Police, who said the reporting owner described Malcolm as 18 or 19 years old, later confirmed the family was unaware the bike was stolen.
That afternoon, however, officers detained and searched Malcolm, placing him into the back of a police vehicle despite his protests. He repeatedly said he was a minor and asked to go inside to his father and retrieve the bill of sale, but officers ignored these requests, Malcolm’s mother said. A third officer arrived on the scene, and the officers ended the investigation and released Malcolm.
“It was 34 minutes, but this impact is for a lifetime,” Ty Ziglar said.
She said she doesn’t understand why it took three officers to respond to a situation involving two minors. At one point, four officers were present, though the fourth never left his vehicle, a spokesperson for the department said.
“How can I convince them to trust law enforcement?” Ty Ziglar asked. She added her daughter was terrified Malcolm would be taken to jail. Ty Ziglar told The N&O she fears officers may have shot her son if he had run away from the situation.
The family also alleges that Malcolm’s friend, who is white, received significantly different treatment from officers, and was released when he said he wasn’t involved with the sale. Ty Ziglar, who says she reviewed the police officer’s body camera footage, said one officer can be heard telling another that her son was “running his mouth.”
The Police Department did not respond to The N&O’s additional questions about the treatment of the two teens.
In the department’s statement on Facebook, it said an internal investigation of the incident found “no law or policy violations by Fuquay-Varina Police Department employees.”
“While we cannot provide detail on the internal investigation per NC Personnel Privacy laws or details about the juveniles involved for their privacy per NC law, we can confirm that we have taken the concerns of the parties involved seriously,” the department said.
Earlier this month, the department began the process of petitioning Wake County Superior Court to release the body camera footage, as required by state law. A hearing has been scheduled for Feb. 24.
In Durham, a Black parent raised similar concerns last year after her 15-year-old son was handcuffed by police in a case of mistaken identity.

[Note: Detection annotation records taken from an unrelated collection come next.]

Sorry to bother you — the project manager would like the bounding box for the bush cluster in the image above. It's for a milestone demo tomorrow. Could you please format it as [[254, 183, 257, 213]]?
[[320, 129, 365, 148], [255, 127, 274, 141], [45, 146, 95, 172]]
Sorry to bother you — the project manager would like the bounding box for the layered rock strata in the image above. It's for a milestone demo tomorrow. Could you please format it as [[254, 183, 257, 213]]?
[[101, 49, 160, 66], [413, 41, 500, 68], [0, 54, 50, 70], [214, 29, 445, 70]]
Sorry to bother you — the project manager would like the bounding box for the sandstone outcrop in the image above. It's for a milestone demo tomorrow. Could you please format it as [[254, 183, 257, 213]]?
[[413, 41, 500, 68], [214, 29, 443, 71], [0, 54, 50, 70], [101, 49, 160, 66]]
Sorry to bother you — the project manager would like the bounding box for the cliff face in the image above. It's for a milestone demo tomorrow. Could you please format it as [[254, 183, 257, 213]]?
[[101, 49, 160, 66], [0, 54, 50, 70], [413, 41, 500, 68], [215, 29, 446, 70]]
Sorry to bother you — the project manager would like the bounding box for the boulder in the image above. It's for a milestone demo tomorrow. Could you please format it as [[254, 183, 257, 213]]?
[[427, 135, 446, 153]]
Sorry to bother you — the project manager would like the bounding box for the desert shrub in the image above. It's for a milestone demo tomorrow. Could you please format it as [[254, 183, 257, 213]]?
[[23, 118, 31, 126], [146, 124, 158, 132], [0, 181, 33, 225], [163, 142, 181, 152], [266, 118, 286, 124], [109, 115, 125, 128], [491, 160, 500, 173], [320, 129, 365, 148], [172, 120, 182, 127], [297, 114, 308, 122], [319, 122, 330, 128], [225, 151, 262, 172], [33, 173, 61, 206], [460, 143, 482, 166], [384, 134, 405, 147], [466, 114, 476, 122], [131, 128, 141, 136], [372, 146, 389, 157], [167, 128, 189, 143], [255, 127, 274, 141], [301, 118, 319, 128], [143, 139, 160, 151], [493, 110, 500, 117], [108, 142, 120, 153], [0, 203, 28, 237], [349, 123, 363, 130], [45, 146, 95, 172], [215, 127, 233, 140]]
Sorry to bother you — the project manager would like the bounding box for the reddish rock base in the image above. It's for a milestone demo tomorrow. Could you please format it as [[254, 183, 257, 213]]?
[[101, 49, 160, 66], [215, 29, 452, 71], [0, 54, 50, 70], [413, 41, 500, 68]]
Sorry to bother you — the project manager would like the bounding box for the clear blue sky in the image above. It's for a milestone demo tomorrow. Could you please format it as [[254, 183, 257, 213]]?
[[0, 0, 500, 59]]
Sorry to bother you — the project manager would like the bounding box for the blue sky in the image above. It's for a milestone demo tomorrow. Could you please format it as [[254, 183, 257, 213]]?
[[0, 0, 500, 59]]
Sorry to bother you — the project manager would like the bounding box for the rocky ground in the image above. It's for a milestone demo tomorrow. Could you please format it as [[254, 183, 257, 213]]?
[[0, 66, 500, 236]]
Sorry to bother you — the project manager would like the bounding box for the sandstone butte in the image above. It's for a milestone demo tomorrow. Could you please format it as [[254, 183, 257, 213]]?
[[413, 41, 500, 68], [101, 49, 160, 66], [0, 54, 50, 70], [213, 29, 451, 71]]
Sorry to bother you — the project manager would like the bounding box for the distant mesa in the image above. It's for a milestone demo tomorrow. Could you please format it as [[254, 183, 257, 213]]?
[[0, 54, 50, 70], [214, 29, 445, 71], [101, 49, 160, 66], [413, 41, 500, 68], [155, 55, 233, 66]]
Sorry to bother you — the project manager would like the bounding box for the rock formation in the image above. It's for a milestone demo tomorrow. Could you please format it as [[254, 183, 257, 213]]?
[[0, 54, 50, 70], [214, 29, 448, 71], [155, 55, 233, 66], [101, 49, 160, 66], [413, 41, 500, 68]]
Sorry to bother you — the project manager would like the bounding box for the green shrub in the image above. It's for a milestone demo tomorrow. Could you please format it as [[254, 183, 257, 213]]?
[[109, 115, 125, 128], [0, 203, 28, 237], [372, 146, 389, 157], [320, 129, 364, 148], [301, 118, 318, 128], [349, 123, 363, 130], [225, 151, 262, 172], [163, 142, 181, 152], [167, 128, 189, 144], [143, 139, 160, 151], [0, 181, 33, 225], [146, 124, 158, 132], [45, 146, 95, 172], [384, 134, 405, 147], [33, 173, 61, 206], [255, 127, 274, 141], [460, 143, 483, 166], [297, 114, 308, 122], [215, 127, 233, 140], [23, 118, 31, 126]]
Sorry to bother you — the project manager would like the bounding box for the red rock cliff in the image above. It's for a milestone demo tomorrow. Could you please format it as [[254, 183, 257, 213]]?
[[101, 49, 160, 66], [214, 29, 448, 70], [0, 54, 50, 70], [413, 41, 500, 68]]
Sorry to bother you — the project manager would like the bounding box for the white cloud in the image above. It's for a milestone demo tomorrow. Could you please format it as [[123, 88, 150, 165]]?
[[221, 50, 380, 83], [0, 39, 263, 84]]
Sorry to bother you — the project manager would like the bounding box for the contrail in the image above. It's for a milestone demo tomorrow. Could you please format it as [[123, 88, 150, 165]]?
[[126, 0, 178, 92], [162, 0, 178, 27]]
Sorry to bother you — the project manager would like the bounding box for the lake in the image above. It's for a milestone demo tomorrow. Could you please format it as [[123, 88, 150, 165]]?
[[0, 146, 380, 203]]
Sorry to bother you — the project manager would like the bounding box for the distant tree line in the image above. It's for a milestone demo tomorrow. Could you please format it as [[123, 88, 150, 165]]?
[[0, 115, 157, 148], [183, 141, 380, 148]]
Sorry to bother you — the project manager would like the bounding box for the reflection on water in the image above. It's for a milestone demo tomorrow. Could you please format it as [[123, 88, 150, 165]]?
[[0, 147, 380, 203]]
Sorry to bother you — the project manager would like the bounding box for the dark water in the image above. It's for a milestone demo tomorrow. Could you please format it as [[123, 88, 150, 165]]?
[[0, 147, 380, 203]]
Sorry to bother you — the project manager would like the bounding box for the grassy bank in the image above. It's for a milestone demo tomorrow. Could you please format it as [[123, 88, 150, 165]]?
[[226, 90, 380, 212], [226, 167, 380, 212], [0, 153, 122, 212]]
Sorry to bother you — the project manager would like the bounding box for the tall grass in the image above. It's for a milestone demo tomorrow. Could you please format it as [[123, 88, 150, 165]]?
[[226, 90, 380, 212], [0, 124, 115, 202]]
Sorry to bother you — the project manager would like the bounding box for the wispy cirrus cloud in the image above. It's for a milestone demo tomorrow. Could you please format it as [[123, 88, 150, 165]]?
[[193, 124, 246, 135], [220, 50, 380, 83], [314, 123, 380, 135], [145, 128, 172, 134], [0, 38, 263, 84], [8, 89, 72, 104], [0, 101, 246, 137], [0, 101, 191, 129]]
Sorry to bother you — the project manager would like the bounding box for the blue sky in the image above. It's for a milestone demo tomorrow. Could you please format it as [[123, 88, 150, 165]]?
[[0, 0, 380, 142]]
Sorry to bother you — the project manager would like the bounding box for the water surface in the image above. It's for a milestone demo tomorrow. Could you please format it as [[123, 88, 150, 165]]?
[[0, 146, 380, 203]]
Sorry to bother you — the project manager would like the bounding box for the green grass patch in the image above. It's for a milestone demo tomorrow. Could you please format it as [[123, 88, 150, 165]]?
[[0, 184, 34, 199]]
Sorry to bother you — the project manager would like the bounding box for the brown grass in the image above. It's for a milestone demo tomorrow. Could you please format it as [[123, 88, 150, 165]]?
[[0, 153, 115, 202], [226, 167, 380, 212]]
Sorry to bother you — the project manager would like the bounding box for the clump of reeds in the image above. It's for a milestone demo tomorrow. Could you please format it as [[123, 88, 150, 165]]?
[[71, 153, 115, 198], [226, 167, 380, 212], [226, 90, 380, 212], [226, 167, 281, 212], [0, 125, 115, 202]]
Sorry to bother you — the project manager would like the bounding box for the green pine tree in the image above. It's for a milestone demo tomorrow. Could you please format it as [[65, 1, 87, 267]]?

In that case, officers were responding to a report of an armed man at an apartment complex when they approached a group of children and mistook the teen for the reported suspect. Two younger children, ages 8 and 11 at the time, watched the incident. The city released body camera footage of the August incident in November, and a police officer was suspended one day without pay, The N&O reported.
‘Dereliction of duty’
Tuesday, Blagrove spoke to Fuquay-Varina commissioners to support the Ziglar family. She said the situation represented a “dereliction of duty, and a failure” on the part of the police department.
“It is your job to bring equity to the city of Fuquay-Varina,” she told the commissioners.
Commissioner Bill Harris made the motion to develop a “police citizen advisory engagement committee.”
“My heart goes out to Malcolm and the Ziglar family for the trauma he experienced on that day,” he said.
After the meeting, Ziglar issued a statement, saying she is grateful that Harris recognized “that Black citizens are not always treated equal.”
“I am grateful for his call for the Public Safety Committee to begin meeting with individuals within the community in order to hear concerns and make recommendations to the town board,” she added.
But she said the journey was “not over by far.”
“We will continue showing up, holding leaders accountable, and demanding change. We will no longer accept talk without action,” she said. “Tonight, was a step but there is still more work to be done.”